The following piece was written by Wood River Health's Chief Medical Officer Dr. Jonathan Gates and published in the Westerly Sun in May 2023.
As we ramp-down from COVID, allowing masks now only when patients feel sick, I find myself reflecting on what happened during the first wave – before we had medications, before we had vaccines. We all took the almost unprecedented step of social distancing. Everyone who was able to transitioned to virtual work, and many of us saw our service-related jobs disappear. Throughout history, necessity has been the mother of invention, and we were empowered – or forced – to find new ways to manage our lives and navigate these novel risks.
As a direct result of the pandemic, most of us, children and families in particular, dropped our use of healthcare to what can only be described as pre-1970’s levels – partly because insurers then would not pay for video visits, but also because we were afraid of getting sick while seeking help. Most Americans stopped going to the Emergency Rooms for the summer of 2020; ER visits even now remain below pre-COVID levels.

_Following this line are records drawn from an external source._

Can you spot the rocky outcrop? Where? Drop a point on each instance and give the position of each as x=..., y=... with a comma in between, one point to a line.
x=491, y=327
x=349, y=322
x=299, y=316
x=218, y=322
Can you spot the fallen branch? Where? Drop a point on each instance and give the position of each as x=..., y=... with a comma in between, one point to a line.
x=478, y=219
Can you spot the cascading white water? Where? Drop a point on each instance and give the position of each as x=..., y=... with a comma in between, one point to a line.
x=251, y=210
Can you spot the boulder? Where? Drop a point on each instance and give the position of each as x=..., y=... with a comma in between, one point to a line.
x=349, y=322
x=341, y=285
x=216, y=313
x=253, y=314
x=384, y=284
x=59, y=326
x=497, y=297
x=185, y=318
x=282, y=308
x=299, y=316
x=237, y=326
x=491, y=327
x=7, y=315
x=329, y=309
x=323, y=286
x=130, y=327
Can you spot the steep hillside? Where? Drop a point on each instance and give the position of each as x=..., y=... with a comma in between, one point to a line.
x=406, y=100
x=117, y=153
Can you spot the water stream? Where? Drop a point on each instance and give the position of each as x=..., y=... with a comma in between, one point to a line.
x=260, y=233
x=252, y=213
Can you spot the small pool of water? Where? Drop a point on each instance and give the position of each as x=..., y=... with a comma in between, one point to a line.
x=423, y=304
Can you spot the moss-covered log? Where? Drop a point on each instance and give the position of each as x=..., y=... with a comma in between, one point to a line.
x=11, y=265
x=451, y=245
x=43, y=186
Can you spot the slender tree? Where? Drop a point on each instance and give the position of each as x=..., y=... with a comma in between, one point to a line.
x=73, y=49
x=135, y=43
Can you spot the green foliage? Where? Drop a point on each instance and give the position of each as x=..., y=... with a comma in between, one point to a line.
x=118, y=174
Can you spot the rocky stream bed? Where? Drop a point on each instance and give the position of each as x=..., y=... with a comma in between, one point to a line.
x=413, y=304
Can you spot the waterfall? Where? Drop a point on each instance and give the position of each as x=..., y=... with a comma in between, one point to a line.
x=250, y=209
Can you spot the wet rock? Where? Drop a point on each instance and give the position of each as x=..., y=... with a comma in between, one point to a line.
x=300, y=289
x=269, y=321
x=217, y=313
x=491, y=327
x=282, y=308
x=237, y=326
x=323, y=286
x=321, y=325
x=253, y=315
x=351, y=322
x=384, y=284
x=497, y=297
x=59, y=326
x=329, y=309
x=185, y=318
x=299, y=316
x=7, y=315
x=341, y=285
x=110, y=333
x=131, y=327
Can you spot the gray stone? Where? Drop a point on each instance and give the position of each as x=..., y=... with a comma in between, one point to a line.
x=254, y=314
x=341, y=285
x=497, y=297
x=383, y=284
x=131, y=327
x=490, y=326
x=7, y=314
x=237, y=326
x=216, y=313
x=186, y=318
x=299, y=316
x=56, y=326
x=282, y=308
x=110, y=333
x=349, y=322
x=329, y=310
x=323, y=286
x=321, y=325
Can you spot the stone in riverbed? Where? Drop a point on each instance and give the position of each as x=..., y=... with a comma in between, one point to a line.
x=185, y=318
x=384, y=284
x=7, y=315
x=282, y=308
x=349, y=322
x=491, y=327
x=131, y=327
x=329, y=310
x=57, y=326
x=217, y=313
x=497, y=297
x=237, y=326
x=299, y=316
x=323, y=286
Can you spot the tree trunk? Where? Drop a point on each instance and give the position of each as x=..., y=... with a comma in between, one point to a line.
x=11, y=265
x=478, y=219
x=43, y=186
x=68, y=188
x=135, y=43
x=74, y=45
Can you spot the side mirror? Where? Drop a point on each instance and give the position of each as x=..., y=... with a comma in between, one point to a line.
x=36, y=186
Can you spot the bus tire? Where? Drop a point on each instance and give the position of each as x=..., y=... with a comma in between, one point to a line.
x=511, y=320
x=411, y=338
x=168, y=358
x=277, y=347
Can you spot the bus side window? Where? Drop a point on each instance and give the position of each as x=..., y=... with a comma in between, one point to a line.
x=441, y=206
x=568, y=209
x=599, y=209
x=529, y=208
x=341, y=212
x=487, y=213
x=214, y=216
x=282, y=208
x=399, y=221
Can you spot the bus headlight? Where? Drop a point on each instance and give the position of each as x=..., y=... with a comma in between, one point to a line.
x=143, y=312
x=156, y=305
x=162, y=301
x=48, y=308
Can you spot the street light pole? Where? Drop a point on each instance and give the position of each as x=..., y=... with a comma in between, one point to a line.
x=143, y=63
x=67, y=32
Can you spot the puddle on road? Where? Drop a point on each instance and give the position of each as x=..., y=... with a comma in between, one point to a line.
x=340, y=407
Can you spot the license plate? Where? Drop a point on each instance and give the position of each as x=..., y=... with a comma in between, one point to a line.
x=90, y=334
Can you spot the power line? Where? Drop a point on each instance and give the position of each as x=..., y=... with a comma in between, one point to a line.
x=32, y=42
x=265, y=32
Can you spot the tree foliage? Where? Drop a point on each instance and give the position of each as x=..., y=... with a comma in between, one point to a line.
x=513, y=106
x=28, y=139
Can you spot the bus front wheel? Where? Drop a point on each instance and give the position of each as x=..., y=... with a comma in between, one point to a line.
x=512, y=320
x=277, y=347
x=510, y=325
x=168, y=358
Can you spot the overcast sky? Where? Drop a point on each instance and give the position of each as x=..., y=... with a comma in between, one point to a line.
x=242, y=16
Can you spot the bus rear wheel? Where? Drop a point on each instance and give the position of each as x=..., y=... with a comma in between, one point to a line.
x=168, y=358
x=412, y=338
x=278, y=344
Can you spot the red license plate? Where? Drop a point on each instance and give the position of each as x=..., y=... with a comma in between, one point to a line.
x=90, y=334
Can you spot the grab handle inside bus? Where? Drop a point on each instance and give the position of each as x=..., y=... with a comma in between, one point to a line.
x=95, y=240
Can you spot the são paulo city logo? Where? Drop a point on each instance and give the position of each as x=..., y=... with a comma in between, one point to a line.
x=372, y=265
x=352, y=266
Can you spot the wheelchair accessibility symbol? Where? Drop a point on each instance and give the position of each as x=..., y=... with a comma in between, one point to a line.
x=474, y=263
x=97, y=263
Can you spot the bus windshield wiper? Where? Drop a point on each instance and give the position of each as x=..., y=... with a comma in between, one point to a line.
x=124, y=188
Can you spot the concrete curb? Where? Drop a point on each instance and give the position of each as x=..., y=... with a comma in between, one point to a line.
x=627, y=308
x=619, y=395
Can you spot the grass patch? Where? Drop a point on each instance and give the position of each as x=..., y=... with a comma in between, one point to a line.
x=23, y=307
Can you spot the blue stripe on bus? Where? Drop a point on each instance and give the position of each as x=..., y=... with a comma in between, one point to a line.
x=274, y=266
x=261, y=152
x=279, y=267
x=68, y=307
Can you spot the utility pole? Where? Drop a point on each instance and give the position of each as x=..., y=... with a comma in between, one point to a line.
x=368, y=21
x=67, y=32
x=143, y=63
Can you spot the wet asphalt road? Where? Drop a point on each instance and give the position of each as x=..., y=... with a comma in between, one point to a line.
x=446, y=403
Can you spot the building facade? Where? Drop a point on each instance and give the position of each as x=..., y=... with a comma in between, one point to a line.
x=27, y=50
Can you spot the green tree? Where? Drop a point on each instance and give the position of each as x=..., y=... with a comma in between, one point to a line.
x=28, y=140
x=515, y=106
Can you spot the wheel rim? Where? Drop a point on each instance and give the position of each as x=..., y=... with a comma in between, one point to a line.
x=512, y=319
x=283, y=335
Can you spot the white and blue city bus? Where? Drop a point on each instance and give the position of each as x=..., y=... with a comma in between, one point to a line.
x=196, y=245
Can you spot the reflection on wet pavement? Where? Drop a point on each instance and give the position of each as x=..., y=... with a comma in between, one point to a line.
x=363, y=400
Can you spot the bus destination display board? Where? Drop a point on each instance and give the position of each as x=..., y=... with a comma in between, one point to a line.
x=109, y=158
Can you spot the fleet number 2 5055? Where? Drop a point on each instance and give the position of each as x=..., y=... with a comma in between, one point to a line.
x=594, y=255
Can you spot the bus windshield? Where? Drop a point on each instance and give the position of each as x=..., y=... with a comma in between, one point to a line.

But do you know what did not change during COVID? ER use by people with depression, anxiety, bipolar, and other mental health conditions. People living with these conditions continued to visit ERs 2-4 times more often than patients without these diagnoses, testament to the fact that, on average, mental health conditions make it more difficult to wait for appointments and coordinate care.
Maintaining one’s mental health is so important because it colors every decision and emotion we make or feel. I chose to join Wood River Health’s providers because integrated care is core to our mission. Behavioral health and medical providers actively coach patients and coordinate care. We even make introductions for patients the same day. Chronic health conditions, anxiety, depression, gingivitis, cavities, life changes, and relationship issues are all a part of our health and wellbeing. We choose to help the whole person.
During Mental Health Awareness Month, I encourage you to think about your own mind/body balance, and check in with your loved ones about theirs. If counsellors or medications are not preferred, then consider trying other ways to relieve mental health symptoms. Socializing with others, developing a new hobby, taking a walk, and connecting with nature’s quiet energy - these are all ways to restore emotional resilience - and improve one’s physical health in the process.
About Dr. Gates
A South County native, Jonathan Gates, MDCM has served as Wood River Health’s Chief Medical Officer since January 2023. He trained at McGill University Faculty of Medicine and completed residency at Maine Medical Center in Portland, Maine. Board certified in Internal Medicine, he formerly served as Chief Medical Officer for Accountable Care at Providence Community Health Centers. During his tenure, Dr. Gates garnered over $24 million in net-new Medicaid revenue for the center while increasing patient safety and equity of health care access using proactive care management and flexible processes for primary care teams.